Only Seventeen, the category's largest title, grew ad pages last year -- increasing 8% to 1,447.8 -- while YM and Teen dropped 8.9% and 7.1% respectively. Teen's single-copy sales declined a steep 22.6% and overall circulation was down 3.2% for the second half of 2000.

Celebrities and products
The Teen makeover, which draws a heavy influence from Conde Nast's shopping title Lucky and AOL Time Warner's In Style, will feature strong shopping elements with virtually every story, replete with depictions of products used by celebrities or in photo shoots and -- a la Lucky -- URL links so readers can make immediate purchases.

The redone title will hit newsstands July 3 for the August back-to-school issue -- the niche's traditional Fat Tuesday. (YM unveiled a redesign earlier this year, too.)

Gone are teen-title staples such as advice columns, confessional pieces and quizzes.
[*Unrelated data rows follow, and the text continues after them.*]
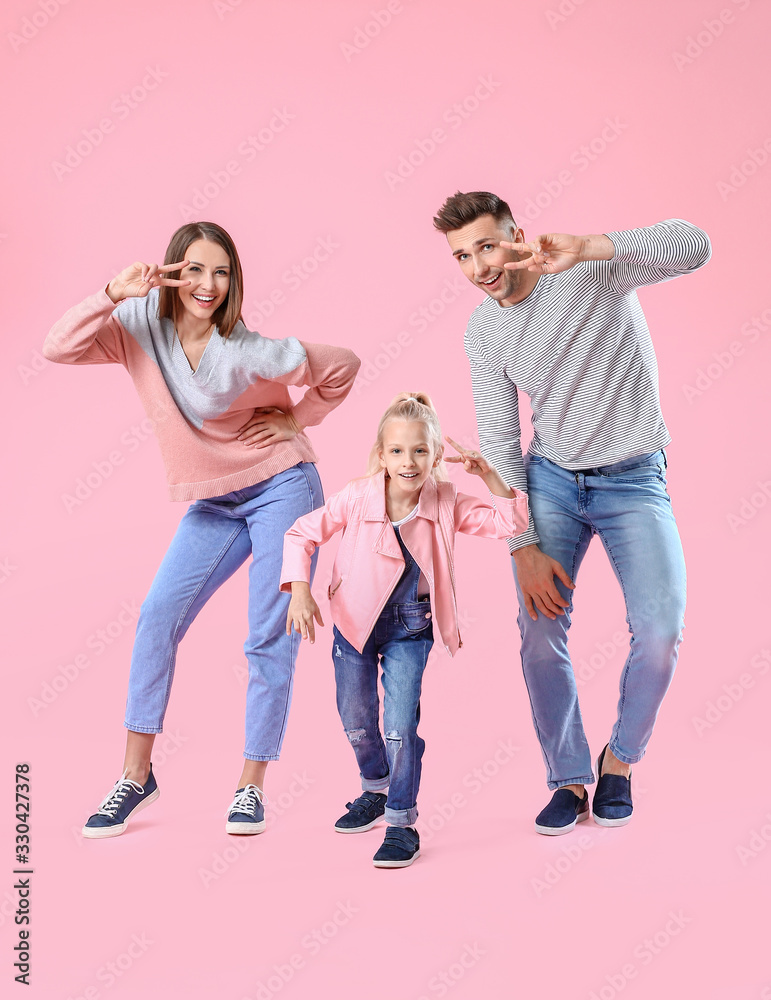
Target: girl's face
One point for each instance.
(407, 455)
(208, 271)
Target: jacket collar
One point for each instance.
(375, 508)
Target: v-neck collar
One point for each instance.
(205, 362)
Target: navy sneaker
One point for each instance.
(562, 813)
(612, 804)
(399, 849)
(246, 813)
(125, 800)
(363, 813)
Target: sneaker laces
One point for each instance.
(112, 802)
(246, 800)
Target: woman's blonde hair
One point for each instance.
(411, 406)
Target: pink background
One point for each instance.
(491, 909)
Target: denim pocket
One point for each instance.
(415, 619)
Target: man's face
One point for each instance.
(481, 259)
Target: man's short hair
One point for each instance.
(460, 209)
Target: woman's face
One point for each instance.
(208, 271)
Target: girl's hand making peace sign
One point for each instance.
(136, 280)
(477, 465)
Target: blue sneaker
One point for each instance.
(363, 813)
(246, 813)
(125, 800)
(562, 813)
(612, 804)
(399, 849)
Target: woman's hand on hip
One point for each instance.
(268, 425)
(136, 280)
(302, 612)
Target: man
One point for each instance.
(562, 322)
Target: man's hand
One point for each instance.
(555, 252)
(268, 426)
(535, 573)
(302, 611)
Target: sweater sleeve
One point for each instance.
(497, 409)
(330, 372)
(87, 334)
(307, 533)
(652, 254)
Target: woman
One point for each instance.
(233, 443)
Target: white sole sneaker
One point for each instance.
(102, 832)
(397, 864)
(245, 828)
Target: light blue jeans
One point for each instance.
(628, 506)
(213, 539)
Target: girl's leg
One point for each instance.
(270, 510)
(359, 707)
(404, 660)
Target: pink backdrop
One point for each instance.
(324, 137)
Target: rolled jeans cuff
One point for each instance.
(401, 817)
(375, 784)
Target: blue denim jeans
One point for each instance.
(401, 640)
(628, 506)
(214, 538)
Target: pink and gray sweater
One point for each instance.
(198, 414)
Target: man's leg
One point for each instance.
(631, 511)
(565, 536)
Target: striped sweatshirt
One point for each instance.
(197, 415)
(579, 346)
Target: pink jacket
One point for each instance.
(369, 561)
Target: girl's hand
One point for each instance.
(269, 425)
(136, 280)
(302, 611)
(473, 462)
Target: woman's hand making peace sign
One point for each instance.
(136, 280)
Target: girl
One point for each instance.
(393, 590)
(233, 443)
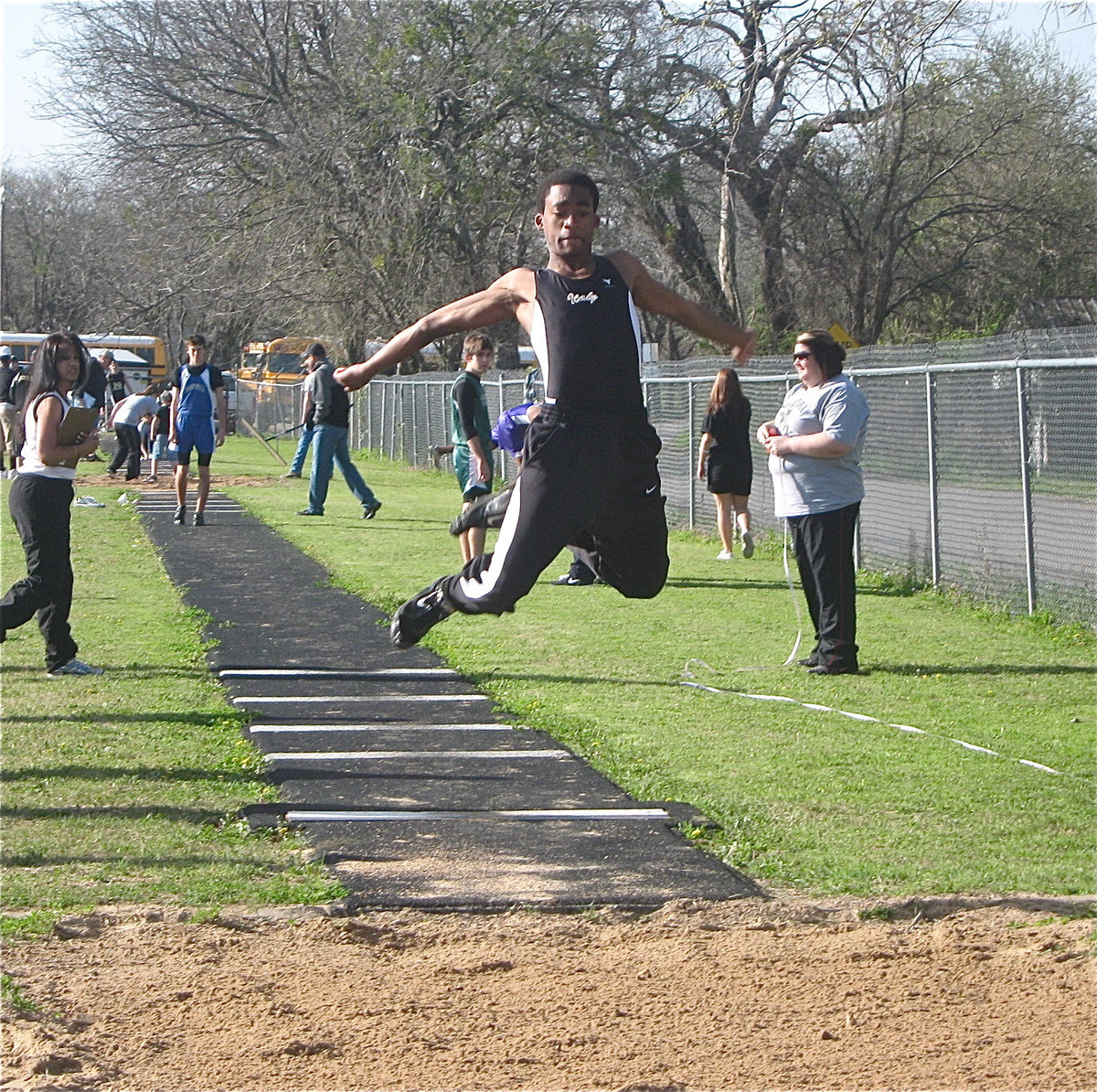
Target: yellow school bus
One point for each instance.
(279, 361)
(151, 349)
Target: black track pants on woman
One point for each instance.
(588, 483)
(41, 509)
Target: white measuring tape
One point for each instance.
(689, 680)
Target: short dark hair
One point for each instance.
(476, 343)
(568, 176)
(826, 350)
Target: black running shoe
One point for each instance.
(422, 612)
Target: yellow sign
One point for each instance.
(843, 336)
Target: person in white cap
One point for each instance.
(8, 414)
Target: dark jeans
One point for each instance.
(41, 509)
(129, 451)
(329, 449)
(824, 546)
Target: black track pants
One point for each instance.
(591, 486)
(824, 547)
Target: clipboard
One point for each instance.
(78, 421)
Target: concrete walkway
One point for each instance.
(399, 771)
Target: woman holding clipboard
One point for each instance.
(56, 437)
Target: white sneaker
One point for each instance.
(74, 668)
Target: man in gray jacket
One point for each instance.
(330, 420)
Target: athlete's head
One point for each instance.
(478, 354)
(568, 176)
(196, 351)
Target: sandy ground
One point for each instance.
(789, 993)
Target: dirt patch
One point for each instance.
(165, 482)
(791, 993)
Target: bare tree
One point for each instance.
(943, 212)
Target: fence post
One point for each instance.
(1026, 488)
(689, 459)
(935, 537)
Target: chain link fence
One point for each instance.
(980, 465)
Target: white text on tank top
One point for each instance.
(586, 335)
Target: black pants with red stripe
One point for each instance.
(591, 484)
(824, 547)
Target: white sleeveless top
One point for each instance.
(32, 465)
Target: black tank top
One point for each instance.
(586, 335)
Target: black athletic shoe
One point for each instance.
(834, 669)
(569, 581)
(415, 619)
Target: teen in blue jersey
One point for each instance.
(590, 478)
(198, 412)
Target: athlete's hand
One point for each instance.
(352, 378)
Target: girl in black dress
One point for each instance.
(724, 455)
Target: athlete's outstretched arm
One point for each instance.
(500, 301)
(657, 297)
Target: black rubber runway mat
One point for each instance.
(395, 767)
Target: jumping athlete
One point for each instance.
(197, 393)
(590, 478)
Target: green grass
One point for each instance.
(804, 798)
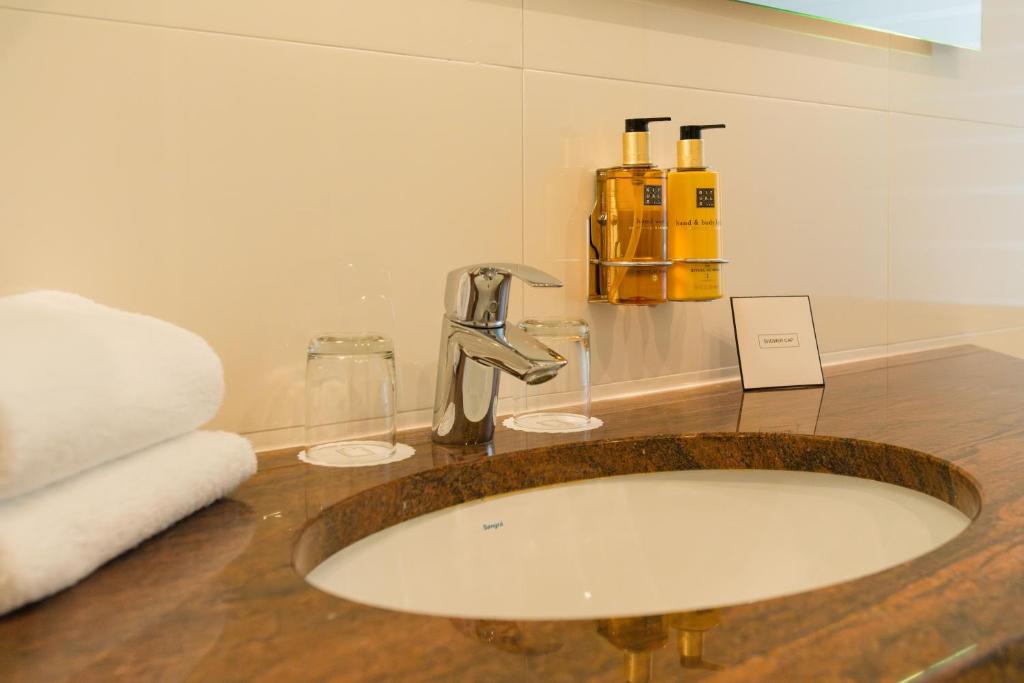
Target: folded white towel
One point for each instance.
(53, 537)
(81, 383)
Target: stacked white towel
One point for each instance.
(98, 451)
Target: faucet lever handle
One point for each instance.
(477, 295)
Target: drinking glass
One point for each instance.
(350, 398)
(563, 402)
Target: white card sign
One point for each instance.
(776, 343)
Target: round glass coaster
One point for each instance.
(556, 423)
(355, 454)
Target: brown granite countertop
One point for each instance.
(219, 596)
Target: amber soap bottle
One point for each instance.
(694, 221)
(630, 208)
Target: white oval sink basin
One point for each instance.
(640, 544)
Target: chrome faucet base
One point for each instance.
(476, 346)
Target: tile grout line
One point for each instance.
(521, 67)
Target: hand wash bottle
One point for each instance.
(694, 226)
(630, 209)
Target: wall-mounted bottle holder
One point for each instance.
(596, 275)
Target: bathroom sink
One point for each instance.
(675, 540)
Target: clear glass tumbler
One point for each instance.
(563, 402)
(350, 398)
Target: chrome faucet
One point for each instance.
(476, 346)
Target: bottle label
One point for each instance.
(652, 195)
(706, 198)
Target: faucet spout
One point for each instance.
(468, 376)
(513, 351)
(477, 346)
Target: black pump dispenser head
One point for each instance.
(689, 148)
(692, 132)
(636, 141)
(640, 125)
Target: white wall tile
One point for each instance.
(804, 212)
(956, 250)
(220, 172)
(488, 32)
(221, 182)
(987, 85)
(724, 46)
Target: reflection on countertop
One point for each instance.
(222, 592)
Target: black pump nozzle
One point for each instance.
(693, 132)
(640, 125)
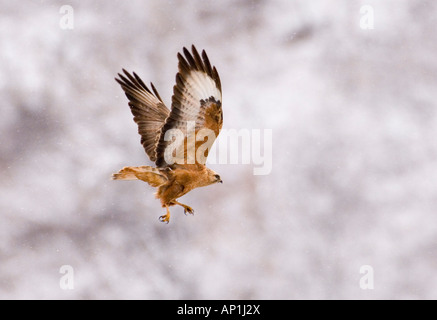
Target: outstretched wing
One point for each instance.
(147, 108)
(196, 116)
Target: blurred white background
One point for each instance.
(354, 122)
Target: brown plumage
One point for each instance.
(178, 141)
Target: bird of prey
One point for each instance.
(177, 140)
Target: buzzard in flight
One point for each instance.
(177, 140)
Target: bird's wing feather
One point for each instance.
(147, 108)
(196, 112)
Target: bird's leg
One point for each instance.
(165, 217)
(186, 208)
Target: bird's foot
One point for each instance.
(165, 217)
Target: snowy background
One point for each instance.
(354, 179)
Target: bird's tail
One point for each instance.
(151, 175)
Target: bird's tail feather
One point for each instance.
(145, 173)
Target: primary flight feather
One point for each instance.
(177, 140)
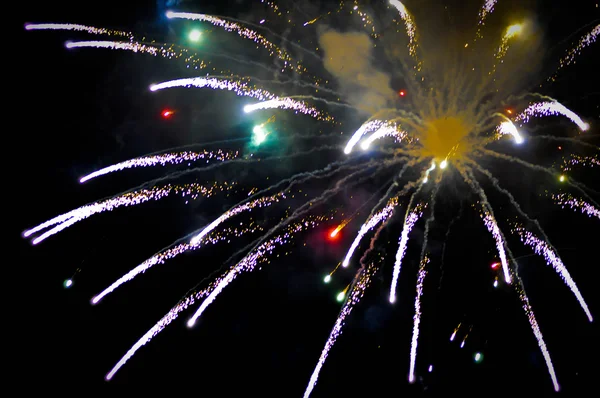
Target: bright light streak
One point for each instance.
(195, 35)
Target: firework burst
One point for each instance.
(451, 121)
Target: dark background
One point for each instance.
(81, 110)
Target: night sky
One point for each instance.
(86, 109)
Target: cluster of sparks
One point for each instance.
(574, 203)
(428, 138)
(163, 159)
(582, 161)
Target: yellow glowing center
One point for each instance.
(445, 137)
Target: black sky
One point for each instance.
(82, 110)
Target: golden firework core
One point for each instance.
(445, 137)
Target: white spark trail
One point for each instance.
(548, 108)
(543, 249)
(367, 127)
(366, 227)
(417, 319)
(162, 159)
(409, 223)
(385, 131)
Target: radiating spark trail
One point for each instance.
(195, 243)
(508, 128)
(584, 161)
(156, 329)
(261, 202)
(162, 159)
(385, 131)
(188, 301)
(361, 282)
(584, 42)
(284, 103)
(549, 108)
(365, 228)
(247, 264)
(367, 127)
(136, 47)
(543, 249)
(241, 30)
(537, 332)
(417, 318)
(77, 27)
(127, 199)
(410, 26)
(489, 220)
(242, 89)
(486, 9)
(576, 204)
(510, 32)
(492, 226)
(412, 216)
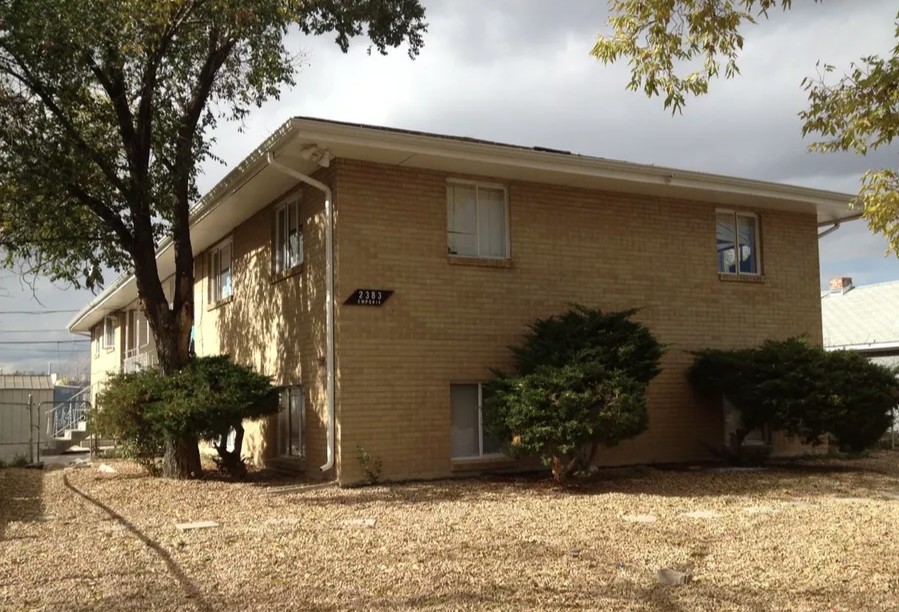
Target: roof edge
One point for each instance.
(203, 206)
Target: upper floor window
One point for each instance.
(109, 332)
(220, 272)
(738, 242)
(477, 220)
(288, 236)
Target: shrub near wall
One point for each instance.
(580, 383)
(802, 390)
(207, 399)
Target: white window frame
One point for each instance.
(282, 237)
(214, 277)
(757, 237)
(481, 454)
(109, 325)
(480, 184)
(294, 392)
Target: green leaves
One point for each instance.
(581, 382)
(801, 389)
(106, 107)
(204, 400)
(674, 48)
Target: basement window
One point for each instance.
(291, 418)
(737, 242)
(220, 272)
(477, 220)
(468, 438)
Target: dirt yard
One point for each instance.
(812, 536)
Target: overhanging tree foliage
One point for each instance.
(105, 112)
(208, 399)
(664, 41)
(580, 383)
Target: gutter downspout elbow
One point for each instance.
(829, 230)
(329, 294)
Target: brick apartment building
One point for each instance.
(442, 250)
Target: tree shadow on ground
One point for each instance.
(812, 478)
(21, 498)
(190, 589)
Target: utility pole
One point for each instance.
(30, 431)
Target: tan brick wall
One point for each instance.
(274, 323)
(452, 323)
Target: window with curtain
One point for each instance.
(220, 272)
(288, 247)
(737, 236)
(290, 423)
(109, 332)
(477, 223)
(468, 438)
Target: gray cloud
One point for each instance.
(519, 71)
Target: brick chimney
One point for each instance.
(840, 285)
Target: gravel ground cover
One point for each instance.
(811, 536)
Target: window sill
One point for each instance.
(219, 303)
(741, 278)
(480, 463)
(277, 277)
(480, 262)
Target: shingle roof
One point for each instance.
(27, 381)
(866, 315)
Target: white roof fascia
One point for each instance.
(330, 133)
(220, 192)
(567, 163)
(871, 346)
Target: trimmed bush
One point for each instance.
(580, 383)
(208, 399)
(800, 389)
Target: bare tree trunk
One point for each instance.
(181, 460)
(171, 335)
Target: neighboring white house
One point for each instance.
(863, 319)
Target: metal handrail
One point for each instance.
(66, 415)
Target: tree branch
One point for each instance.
(106, 214)
(46, 97)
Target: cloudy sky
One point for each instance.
(519, 71)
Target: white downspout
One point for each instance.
(329, 292)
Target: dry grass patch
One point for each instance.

In are pieces on young stars' bedrooms -- with shopping info on each of their tchotchkes -- and a heavily graphic, almost cataloglike approach.

'Project Ritalin'
"Project Ritalin," joked Ms. Lehmkuhl, in a reference to readers' shrinking attention spans.

The new shopping emphasis, Ms. Lehmkuhl said, likely will mean Teen's status as the youngest-skewing teen title will change. "We are no longer going to target the younger reader," she said.

A rate-base decrease from the current 2 million is undecided, but Ms. Lehmkuhl's comments make it sound likely. Citing "huge rate-base pressures" affecting all magazines, Ms Lehmkuhl admitted that "it's enormously expensive to maintain a rate base."

Emap will begin broadly showing the new Teen to advertisers this week.